The ongoing presence of non-bank lenders in the limited recourse borrowing arrangement (LRBA) space and the lack of problems with this form of lending are proof they are still a valid instrument for SMSF property investment, according to a property lending specialist.
Thinktank head of research Per Amundsen said the ongoing absence of major banks did not prove the LRBA sector held inherent risks, but rather reflected their inability to engage in this type of lending compared with non-bank lenders.
“In the wake of the Murray inquiry, the major banks began to step back from LRBAs. For critics, this was further evidence that the system was faulty; if the banks were wary of LRBAs, then surely the risks were too high,” Amundsen wrote in a column for the SMSFConnect website produced by the SMSF Association.
“We would argue that was simply not the case. The banks had concluded this form of lending was too time-consuming, difficult to manage and deliver consistently across large retail networks, and not as profitable as other types of lending.
“Non-bank lenders have been happy to service this market with their more centralised processes and agility to effectively work in with the differing professional advisers servicing this space, thereby allowing it to happen far more efficiently and profitably.”
Amundsen said the shift away from LRBAs by the major banks was a business decision and worked well for the non-bank lenders, which were continuing to grow their share of the commercial real estate debt market.
He noted that despite the pressures on SMSFs holding property during the COVID-19 pandemic, there had been very limited problems with LRBAs as a credit facility, which is “arguably validation for conservative loan-to-value ratios (LVR) and the input of good specialist advice to SMSF trustees going down this path”.
“The rogue adviser using an LRBA to push a property sale was the rare past exception, not the rule, with ASIC’s (Australian Securities and Investments Commission) crackdown on this practice having had a salutary effect,” he said.
“Just as significantly, most LRBA lenders require their mortgage brokers to have undergone specific training to ensure they can competently manage a specialised credit product and a process that is highly regulated.”

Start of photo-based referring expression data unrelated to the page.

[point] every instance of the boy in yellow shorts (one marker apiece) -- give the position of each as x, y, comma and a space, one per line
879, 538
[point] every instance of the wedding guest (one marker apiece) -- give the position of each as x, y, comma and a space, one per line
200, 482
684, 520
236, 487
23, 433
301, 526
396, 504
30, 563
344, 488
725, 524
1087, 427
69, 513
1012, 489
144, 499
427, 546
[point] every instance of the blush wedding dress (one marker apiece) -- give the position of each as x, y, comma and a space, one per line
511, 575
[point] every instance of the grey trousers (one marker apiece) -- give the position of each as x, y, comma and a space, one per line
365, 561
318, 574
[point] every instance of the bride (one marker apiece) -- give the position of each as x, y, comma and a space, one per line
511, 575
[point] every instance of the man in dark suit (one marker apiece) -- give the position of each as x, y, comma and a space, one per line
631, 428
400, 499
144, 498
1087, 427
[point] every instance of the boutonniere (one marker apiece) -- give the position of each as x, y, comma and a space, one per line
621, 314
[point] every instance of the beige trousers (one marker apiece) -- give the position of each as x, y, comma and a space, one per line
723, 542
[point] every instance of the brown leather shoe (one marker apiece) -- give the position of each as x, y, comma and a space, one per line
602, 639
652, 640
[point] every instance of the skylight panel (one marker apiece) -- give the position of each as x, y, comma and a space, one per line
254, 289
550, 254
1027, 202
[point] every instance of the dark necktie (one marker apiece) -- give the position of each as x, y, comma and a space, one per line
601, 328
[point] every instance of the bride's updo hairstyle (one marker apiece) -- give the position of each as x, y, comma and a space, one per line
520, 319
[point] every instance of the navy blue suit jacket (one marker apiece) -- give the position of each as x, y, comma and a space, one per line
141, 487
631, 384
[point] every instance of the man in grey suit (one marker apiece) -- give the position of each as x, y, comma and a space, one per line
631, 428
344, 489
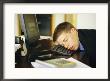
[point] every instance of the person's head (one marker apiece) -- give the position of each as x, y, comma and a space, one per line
67, 35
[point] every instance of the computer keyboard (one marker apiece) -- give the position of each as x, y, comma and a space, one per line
62, 50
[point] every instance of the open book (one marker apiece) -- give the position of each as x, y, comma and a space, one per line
59, 63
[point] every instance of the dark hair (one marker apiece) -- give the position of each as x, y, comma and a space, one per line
62, 27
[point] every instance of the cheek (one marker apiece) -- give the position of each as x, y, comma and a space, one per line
71, 42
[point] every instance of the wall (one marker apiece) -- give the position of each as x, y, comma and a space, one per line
86, 21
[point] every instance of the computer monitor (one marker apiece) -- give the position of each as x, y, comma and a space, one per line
30, 28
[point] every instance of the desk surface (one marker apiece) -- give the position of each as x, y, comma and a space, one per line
46, 44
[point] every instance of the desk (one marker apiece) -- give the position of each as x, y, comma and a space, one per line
45, 45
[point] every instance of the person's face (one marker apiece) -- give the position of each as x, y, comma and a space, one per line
69, 40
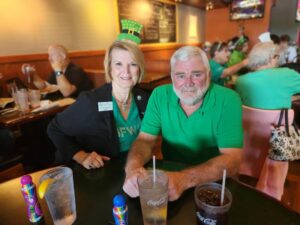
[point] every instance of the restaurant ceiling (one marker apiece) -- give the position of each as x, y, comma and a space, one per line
202, 3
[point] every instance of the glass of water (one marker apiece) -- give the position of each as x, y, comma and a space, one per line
60, 195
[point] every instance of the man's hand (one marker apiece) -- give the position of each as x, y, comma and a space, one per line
130, 185
91, 160
177, 185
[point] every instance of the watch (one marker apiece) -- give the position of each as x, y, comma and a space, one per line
58, 73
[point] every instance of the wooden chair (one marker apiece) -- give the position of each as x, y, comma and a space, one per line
96, 76
255, 162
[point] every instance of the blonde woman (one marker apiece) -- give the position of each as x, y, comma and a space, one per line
104, 122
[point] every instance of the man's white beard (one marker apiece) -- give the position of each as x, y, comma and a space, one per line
191, 100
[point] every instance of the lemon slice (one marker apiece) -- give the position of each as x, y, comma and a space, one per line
43, 187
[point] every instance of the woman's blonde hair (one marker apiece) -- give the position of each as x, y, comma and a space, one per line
135, 53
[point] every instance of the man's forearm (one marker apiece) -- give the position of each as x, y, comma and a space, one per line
212, 170
38, 81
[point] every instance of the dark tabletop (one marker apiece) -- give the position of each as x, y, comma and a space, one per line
94, 191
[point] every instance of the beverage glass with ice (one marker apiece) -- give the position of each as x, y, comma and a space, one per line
154, 197
209, 210
60, 195
34, 98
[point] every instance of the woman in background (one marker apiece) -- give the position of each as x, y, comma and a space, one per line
218, 63
267, 87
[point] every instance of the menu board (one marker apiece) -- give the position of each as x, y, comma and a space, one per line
158, 19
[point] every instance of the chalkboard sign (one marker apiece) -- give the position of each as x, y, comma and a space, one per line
158, 19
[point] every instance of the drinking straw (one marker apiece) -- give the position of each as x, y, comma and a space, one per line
223, 186
154, 169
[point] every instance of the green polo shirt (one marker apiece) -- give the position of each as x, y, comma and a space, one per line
216, 72
236, 57
269, 88
197, 138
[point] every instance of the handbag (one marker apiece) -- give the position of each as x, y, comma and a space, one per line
285, 140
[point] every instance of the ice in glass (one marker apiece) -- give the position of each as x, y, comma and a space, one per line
154, 197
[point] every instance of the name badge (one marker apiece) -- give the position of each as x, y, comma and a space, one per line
105, 106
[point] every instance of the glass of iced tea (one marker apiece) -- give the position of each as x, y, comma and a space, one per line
209, 210
154, 197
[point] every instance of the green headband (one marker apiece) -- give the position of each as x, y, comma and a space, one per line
131, 30
242, 40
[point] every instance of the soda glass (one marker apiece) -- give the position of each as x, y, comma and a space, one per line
60, 195
209, 211
154, 197
34, 98
22, 100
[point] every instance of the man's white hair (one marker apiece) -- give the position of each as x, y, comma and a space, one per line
187, 52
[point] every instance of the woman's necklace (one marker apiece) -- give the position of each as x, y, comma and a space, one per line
125, 104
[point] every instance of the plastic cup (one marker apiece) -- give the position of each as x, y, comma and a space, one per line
22, 100
60, 195
208, 208
154, 197
34, 98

He added based on Thinktank’s experience in the market since 2013, SMSFs using LRBAs had sound and well-informed investment and/or commercial reasons for doing so based on considered reasoning and professional advice, while LVRs were conservative.
“In many instances the asset is business real property that serves the dual purpose of putting their businesses on a sounder commercial footing while contributing to their superannuation nest egg and a self-funded retirement,” he said.